Because while school fundraising is measured in dollars raised and participation rates, something else is happening alongside all of that which rarely gets acknowledged. When children watch adults volunteer, they receive one of the most enduring lessons of their lives. They just do not know it yet.
What Children Are Actually Watching
Children notice far more than they are given credit for, and they absorb far more from what they see than from what they are told. When a parent gives up a Saturday to help run an event, when a committee member stays up late coordinating logistics, when a teacher enthusiastically participates in a fundraiser they absolutely did not have to join, children are watching all of it.
What they are seeing, without quite having the vocabulary to name it, is that adults in their community choose to give their time and energy to things that do not directly benefit themselves. That showing up matters. That ordinary people can make meaningful things happen for the people around them.
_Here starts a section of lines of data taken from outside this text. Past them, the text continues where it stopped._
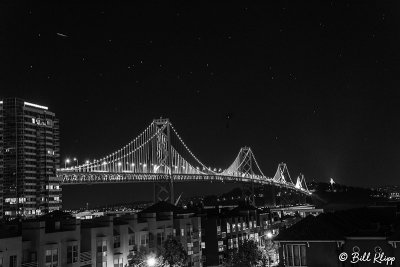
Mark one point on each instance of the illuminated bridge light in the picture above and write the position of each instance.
(154, 139)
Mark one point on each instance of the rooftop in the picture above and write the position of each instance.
(341, 225)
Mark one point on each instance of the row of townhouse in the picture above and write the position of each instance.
(367, 236)
(58, 239)
(225, 228)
These are not small observations. They are foundational ones, and they shape how children think about their own capacity to contribute to their community long after the school fun run is over.
Why Making Volunteering Easier Actually Matters
There is an important implication here that goes beyond gratitude. If the lessons children absorb depend on adults being willing and able to show up, then anything that makes volunteering harder reduces the quality and frequency of those lessons. Burnout, exhaustion, and committee turnover are not just operational problems. They quietly reduce the number of moments children have to observe community responsibility in action.
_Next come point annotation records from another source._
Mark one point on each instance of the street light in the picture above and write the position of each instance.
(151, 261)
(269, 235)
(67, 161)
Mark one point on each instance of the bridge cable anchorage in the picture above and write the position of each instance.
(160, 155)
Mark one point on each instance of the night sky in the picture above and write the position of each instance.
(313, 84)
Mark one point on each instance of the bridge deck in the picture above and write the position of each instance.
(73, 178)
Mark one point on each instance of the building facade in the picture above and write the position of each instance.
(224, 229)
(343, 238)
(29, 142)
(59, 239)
This is one of the reasons Australian Fundraising has spent more than 26 years refining a model designed to reduce the load on school volunteers. Every coordinator supported by a dedicated Fundraising Coach is a coordinator who can focus their energy on their community rather than on navigating logistics alone. When Caningeraba State School’s P&C, made up almost entirely of full-time workers with limited spare hours, was able to raise $91,124 for their school playground, it was because the system around them made it possible to show up without burning out. Every child who watched that committee celebrate that result witnessed something important about what communities do for each other.
The Ripple Continues
National Volunteer Week is a meaningful prompt to say thank you. And thank you is not said nearly enough to the people who make school fundraising ideas possible: coordinators, P&C committee members, event-day helpers, teachers who dress as monsters, and parents who quietly do more than anyone ever asks of them.
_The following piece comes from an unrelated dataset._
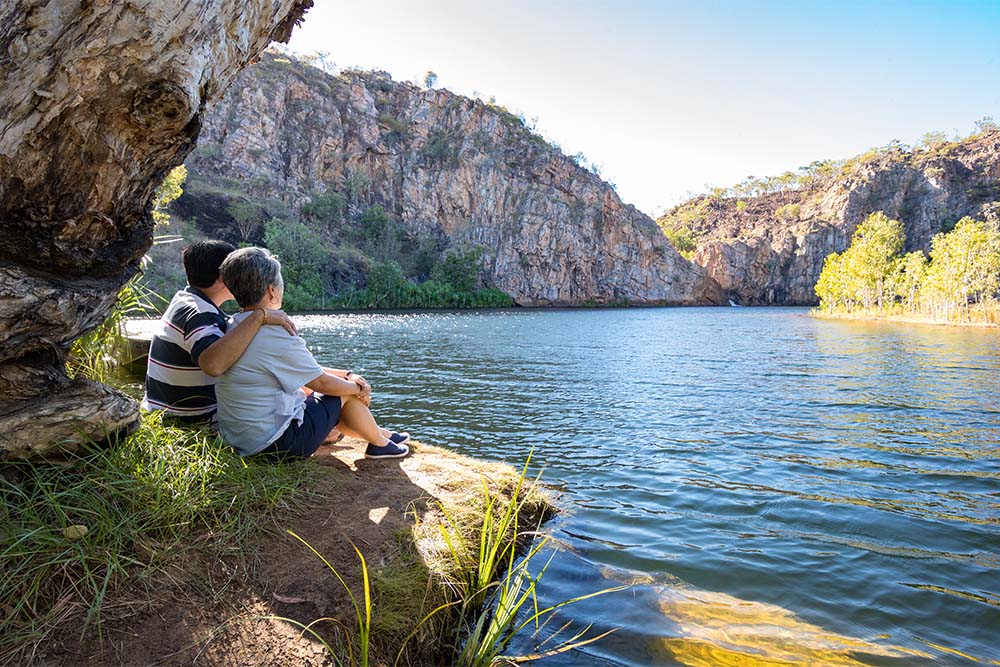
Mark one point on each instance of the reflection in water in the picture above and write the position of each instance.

But it is worth naming what this work actually produces beyond the fundraising total. It produces a generation of children who have seen, in their own communities, what it looks like when people choose to give their time to something worth giving it to. That is an extraordinary thing to give a child. And it happens every time someone volunteers to help run a school fun run or fundraiser.
To every coordinator and committee member making this possible across Australia: thank you. Australian Fundraising is proud to work alongside you.